Con la cultura, l’impatto della pandemia e delle conseguenti limitazioni sulle nostre vite, è stato più dolce e sopportabile. Con la cultura, la reazione alla crisi causata dal Coronavirus è stata tempestiva, in alcuni casi ha sollecitato risposte innovative e creative che hanno consentito di valorizzare ciò che la cultura sa fare: unire le persone, favorire il dialogo e il confronto, creare comunità. Seppur in isolamento e a distanza. “Distanti ma uniti” è stato uno slogan che è risuonato spesso in questi mesi, ogni volta che si improvvisava un concerto dai balconi o si assisteva a una dibattito live su Instagram o Facebook, come quelli proposti da Casa Laterza (www.laterza.it).

Il carattere estemporaneo delle connessioni, unito alla serietà e gravità del momento, ha consentito di ragionare autenticamente sui cambiamenti che la pandemia  ha portato nelle nostre vite e abitudini di socialità, nel breve periodo, incominciando a pensare anche a lungo termine, per accompagnare la ripresa sociale, culturale ed economica, difficile e intermittente.
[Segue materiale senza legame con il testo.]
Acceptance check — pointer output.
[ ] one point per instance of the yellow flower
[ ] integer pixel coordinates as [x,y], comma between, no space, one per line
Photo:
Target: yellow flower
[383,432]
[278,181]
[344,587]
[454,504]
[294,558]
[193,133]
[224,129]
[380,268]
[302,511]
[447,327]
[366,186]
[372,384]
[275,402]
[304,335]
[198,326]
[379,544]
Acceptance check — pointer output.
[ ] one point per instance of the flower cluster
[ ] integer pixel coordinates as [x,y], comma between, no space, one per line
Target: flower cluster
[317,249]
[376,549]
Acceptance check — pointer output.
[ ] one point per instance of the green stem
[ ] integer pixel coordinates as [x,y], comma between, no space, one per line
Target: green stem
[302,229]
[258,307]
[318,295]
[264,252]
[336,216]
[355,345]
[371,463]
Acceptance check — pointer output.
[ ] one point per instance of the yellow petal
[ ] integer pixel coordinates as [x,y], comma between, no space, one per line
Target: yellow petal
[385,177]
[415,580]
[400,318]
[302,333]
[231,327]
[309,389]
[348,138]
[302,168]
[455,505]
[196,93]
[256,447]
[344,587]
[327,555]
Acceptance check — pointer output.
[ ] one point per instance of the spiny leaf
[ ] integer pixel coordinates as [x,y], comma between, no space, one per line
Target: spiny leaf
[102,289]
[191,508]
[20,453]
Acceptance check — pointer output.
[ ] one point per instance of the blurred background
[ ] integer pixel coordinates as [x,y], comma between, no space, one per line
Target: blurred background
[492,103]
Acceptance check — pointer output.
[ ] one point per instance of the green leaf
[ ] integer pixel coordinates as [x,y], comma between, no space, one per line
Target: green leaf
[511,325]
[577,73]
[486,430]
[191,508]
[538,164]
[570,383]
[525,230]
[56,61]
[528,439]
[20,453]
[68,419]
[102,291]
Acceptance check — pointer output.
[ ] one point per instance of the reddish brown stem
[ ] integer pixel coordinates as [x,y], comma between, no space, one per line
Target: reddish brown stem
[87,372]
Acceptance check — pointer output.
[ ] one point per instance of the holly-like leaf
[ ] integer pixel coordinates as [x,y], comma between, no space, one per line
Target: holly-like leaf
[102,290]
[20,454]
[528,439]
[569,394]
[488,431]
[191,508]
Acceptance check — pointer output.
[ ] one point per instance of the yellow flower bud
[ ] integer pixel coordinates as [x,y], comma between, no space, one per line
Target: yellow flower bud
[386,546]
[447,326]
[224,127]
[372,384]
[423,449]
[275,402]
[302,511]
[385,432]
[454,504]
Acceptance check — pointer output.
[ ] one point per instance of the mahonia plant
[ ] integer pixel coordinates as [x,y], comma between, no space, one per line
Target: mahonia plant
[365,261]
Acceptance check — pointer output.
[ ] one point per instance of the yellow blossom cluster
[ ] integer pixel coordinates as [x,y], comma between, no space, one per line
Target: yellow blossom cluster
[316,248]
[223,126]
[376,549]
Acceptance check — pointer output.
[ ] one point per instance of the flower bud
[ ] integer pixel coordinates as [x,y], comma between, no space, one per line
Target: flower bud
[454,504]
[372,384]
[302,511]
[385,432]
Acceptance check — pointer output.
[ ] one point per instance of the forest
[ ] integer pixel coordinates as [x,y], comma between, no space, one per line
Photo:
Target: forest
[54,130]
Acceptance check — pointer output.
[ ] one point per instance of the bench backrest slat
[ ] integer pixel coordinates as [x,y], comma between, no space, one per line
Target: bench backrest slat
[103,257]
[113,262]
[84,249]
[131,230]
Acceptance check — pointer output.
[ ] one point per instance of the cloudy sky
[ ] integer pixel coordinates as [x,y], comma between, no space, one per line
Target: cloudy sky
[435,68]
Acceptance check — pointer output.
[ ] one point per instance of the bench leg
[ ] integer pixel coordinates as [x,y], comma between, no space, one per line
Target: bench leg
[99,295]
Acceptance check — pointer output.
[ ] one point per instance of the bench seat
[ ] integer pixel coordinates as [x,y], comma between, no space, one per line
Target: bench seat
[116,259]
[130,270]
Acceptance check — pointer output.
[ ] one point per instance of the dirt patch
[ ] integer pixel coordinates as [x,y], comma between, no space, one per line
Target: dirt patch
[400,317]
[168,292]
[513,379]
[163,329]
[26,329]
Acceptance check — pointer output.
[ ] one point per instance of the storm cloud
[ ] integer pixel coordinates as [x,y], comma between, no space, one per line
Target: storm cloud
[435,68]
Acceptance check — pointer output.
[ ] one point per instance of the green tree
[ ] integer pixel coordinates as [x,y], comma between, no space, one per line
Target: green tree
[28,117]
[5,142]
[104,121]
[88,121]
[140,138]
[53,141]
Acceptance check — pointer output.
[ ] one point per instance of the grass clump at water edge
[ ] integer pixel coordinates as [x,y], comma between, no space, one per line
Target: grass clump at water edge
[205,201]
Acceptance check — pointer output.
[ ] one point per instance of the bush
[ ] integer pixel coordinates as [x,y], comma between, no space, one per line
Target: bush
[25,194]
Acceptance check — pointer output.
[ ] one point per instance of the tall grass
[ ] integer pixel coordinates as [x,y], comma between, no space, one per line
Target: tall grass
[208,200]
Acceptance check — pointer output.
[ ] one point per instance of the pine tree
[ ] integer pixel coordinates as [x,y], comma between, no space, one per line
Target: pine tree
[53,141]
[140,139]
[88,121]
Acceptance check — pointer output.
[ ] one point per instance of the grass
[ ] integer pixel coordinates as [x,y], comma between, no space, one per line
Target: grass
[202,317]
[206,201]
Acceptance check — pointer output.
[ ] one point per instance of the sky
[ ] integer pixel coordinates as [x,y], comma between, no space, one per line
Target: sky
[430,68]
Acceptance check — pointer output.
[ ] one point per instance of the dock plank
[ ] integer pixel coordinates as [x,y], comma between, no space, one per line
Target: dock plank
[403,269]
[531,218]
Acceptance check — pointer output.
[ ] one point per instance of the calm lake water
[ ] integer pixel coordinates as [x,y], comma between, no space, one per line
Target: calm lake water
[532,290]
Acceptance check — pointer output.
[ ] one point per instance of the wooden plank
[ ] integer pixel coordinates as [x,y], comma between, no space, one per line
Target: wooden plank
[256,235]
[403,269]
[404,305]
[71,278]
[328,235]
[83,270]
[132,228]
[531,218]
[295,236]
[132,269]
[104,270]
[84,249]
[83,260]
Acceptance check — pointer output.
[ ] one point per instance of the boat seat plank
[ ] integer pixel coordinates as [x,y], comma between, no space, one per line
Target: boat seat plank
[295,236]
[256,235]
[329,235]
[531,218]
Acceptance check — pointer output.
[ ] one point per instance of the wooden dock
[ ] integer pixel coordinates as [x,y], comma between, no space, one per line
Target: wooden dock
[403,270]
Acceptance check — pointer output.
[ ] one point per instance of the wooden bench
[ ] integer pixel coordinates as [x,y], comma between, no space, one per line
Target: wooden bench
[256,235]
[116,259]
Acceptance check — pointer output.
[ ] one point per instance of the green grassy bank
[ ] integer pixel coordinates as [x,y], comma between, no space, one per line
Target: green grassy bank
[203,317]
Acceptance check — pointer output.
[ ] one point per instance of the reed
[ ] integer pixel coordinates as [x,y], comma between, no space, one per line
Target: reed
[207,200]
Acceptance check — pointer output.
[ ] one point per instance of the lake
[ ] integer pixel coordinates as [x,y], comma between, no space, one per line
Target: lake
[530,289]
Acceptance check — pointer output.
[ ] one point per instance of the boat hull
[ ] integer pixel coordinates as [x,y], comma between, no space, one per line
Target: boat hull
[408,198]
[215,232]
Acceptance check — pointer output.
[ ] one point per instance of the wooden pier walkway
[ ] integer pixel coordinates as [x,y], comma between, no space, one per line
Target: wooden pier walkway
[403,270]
Il settore culturale è molto variegato, vi sono alcuni grandi attori che assorbono finanziamenti e contributi pubblici e poi, in quasi tutto il territorio nazionale, vi sono tante associazioni e istituzioni culturali di dimensioni più modeste che però svolgono un lavoro capillare e continuativo di divulgazione e di formazione. Alcune di queste istituzioni culturali hanno anche biblioteche e archivi, talvolta svolgono attività di ricerca in collaborazione con le università, sempre più frequentemente in cosiddetta terza missione, creando cioè un ponte con la società civile. È il caso del coordinamento degli istituti culturali del Piemonte che riunisce circa 35 istituzioni e associazioni, tra cui la Società di Studi Valdesi, che ricevono contributi regionali e ministeriali e il cui motto è: “La cultura per le persone”. Tali istituzioni culturali rappresentano il “sottobosco” che ha una funzione importantissima per la convergenza di attenzioni e persino di pubblici, senza contare che molte iniziative nascono piccole e poi si sviluppano nel tempo con progetti anche frammentari che fino ad ora non sempre hanno garantito una continuità di ricerca. 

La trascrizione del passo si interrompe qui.